Unlike the films of Paul Cox, which also have appear for the European art-house circuit, Proof has an artiness which isn’t so insistent, a certain lightness of tone and a sense of drollery which disguises the process and allows the basic contrivance to look uncontrived. The skill which Jocelyn Moorhouse invests in Proof is quite outstanding.

And on the other hand there is Dingo. Amiable enough, with Colin Friels and Helen Buday in the central roles, this film seems badly misjudged, despite the involvement of people whose work I have previously admired. De Heer and Marc Rosenberg collaborated on Incident at Raven’s Gate, a sadly underrated film.

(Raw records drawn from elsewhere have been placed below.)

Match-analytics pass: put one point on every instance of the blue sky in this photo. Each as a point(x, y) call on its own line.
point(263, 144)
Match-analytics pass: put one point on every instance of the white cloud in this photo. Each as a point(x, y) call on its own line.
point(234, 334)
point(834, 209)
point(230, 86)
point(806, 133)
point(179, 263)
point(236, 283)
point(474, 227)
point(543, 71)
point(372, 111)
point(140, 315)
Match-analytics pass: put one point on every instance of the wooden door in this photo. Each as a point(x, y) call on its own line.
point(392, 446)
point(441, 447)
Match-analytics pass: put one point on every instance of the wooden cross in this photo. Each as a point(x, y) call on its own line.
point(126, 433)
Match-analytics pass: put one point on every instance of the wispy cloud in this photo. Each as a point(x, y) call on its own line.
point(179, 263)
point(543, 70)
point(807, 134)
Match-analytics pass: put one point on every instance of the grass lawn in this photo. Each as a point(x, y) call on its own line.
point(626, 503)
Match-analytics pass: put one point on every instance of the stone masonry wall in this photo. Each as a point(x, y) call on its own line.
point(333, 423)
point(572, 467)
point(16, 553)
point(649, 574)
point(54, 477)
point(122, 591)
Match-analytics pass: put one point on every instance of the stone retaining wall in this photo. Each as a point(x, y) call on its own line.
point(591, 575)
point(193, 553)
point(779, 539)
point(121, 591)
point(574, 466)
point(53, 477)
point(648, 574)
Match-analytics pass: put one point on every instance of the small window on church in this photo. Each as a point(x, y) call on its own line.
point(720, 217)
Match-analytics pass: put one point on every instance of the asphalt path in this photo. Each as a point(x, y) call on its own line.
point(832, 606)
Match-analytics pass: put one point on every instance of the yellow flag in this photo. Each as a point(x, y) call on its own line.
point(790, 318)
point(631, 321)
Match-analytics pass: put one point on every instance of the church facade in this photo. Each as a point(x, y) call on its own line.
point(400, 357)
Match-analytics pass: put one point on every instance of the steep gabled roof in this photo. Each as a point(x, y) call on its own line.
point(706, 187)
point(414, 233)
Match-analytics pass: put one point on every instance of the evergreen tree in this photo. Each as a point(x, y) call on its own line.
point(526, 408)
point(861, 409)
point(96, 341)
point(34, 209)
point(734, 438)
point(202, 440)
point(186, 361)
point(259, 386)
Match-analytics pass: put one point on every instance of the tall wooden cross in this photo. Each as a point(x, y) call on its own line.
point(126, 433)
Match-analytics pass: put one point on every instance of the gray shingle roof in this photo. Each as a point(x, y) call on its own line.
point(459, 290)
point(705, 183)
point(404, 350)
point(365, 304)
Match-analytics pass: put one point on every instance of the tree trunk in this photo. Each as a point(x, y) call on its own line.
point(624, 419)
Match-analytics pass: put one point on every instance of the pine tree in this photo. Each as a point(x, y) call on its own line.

Dingo is the story of John ‘Dingo’ Anderson, a dingo trapper who has yet to outfox a wily three-legged dog he is baiting. Husband (to Buday’s Jane) and father of daughters, he scratches away at a living in the dust of Poona Flat. Aspirations and ambitions are no burden, with the exception of one overreaching desire which he has had since he was twelve — to play trumpet with jazz musician Billy Cross, played by the enigmatic Miles Davis himself. This passion dates back to the occasion when Billy, on tour with his band, dropped out of the sky onto Poona Flat because their plane had to make a forced landing. With the entire population of the township standing agog at the runway, what else was there to do but a musical number for this improvised audience — and it was this moment which was to take root in John’s consciousness and grow into an obsession.

You might have thought that young John would want to become a pilot, considering the way the camera caresses the TNT jet along its gleaming length. Dingo is marked by rather florid camerawork: lots of crane shots, swoops, pans and 360-degree movements which seem rather ill-conceived and indulgent. The lazy curve of a languid camera movement is meant to give shape to the soundtrack and support the musical mood, but the over-developed style looks flowery. Were it not for the long sequences of jazz trumpet by Davis, or for the compositions which he wrote with Michel Legrand, the film would be as ricketty as that three-legged dingo that couldn’t be caught.

Dingo is too long, too improbable (more improbable than a blind photographer), too dependent on dusty mythology about the Australian character — and too costly. Why is there still the expectation that the big-budget production feature (co-production, vehicle for overseas actor, or whatever) will prevail, when the local low-budget production area is consistently more interesting?

Dingo was five times more expensive to make than Proof, which was made for a little over a million dollars. The government agency investment money that went into Dingo (the Film Finance Corporation’s contribution was over $3 million) could have got a cluster of films off the ground more engaging for home audiences. And the French will prefer Proof, anyway.